By moving to ‘knowing’ where you are compliant, and where you are not, you open the window on business activities to highlight where compliance attention is required most. This helps with your risk mitigation, and now you can demonstrate compliance, but more importantly bring deficiencies to the attention of decision makers, together with objective evidence to justify investing more resources to correct them. [Incidentally, HighGear not only provides workflow visibility for operational and transactional managers, but there is a full audit trail of every keystroke and action within the system, including old versions, documents/artifacts, additions and deletions, no matter who has made them.]
Increasing the speed with which you perform compliance tasks means you have more time and resources available to perform more compliance work, or to move from ticking off check lists to taking a more judgmental approach to compliance. As the focus on IT spending continues to flow to digital transformation projects from compliance, compliance teams should be expecting to do more with what they already have in the medium term, but they will ultimately benefit from digital transformation of the whole organization.
Enhanced reporting is part of the product of gaining visibility into what is actually happening within your organization. The ability to pull data in and compile it into meaningful dashboards, scheduled and ad hoc reports using automation means a great deal of lag time and lost productivity is saved. As a former auditor, I know only too well how much time and effort goes into producing an audit package for internal and external audits, and as someone formerly regulated by the British Financial Services Authority, have a great deal of empathy for anyone dealing with paper-based systems for investment and mortgage clients. The ability to create customized reports from a universal work platform means these once-laborious compliance activities can now be produced with a few mouse clicks.
Put Your Compliance Efforts in HighGear
HighGear is the leading Lean BPM compliance and work platform, with a rich feature set for compliance process management and reporting. HighGear continuously enforces business rules and policies, including compliance or regulatory requirements as work flows through business processes. This effectively enforces compliance when work is carried out, recording every activity, including who did what, where and when.
Utilizing role-based permissions and meeting the exacting standards of ISO, ITIL, NIST 800-53, SOX, SAS 70 and others, it maintains a secure and complete record of all keystrokes and mouse click activity made by any user or Administrator. Active Directory synchronization and Single Sign On provides for network administrators to either use AD to create and enforce password policies, or to allow Administrators to create password policies to eliminate weak passwords vulnerable to hacking or attack. Digital asset management and access is centrally controlled and recorded as artifacts flow through business processes, together with archiving of multiple versions of all data used or held by the system.

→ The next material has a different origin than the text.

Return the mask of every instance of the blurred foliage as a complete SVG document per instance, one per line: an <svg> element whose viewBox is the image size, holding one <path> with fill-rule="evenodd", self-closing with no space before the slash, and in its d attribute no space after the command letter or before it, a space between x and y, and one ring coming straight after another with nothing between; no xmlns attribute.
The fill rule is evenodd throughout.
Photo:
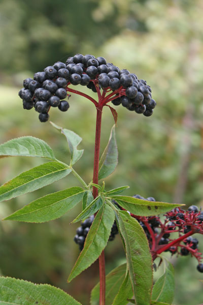
<svg viewBox="0 0 203 305"><path fill-rule="evenodd" d="M60 1L57 5L52 0L2 0L1 142L32 135L47 141L56 158L66 162L69 153L65 138L49 123L40 123L34 110L23 110L18 92L24 78L58 60L65 61L77 52L104 56L146 79L157 103L150 117L117 107L119 164L106 179L107 189L129 185L126 195L152 196L157 201L184 203L186 207L202 206L202 9L200 0ZM83 90L95 97L87 88ZM95 110L88 101L73 94L69 102L67 113L52 109L50 119L83 138L79 148L85 149L84 156L75 168L88 182L93 171ZM106 108L101 151L114 124ZM42 162L37 158L2 160L0 183ZM1 218L47 193L74 185L78 182L70 175L51 186L1 203ZM80 209L40 225L2 222L2 273L51 283L88 304L90 289L98 280L96 262L73 283L66 283L79 253L73 241L77 225L69 224ZM199 239L202 251L203 238ZM109 243L106 252L108 272L124 259L119 238ZM174 303L202 302L198 281L202 274L196 270L194 259L172 260L177 287Z"/></svg>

Fully customizable reports can be automatically scheduled or created ad hoc using parameters set by compliance and auditing teams, including for sampling and also for drilling into a very granular level to the smallest detail of what, who and when something happened. Alerts and notifications may also be set to be triggered, including automated e-mail delivery to management and/or compliance officers.
Asset management functionality eases and simplifies custodial stewardship responsibility by ensuring you know what physical assets and resources are available, where they are, who is responsible for them, and how they are maintained.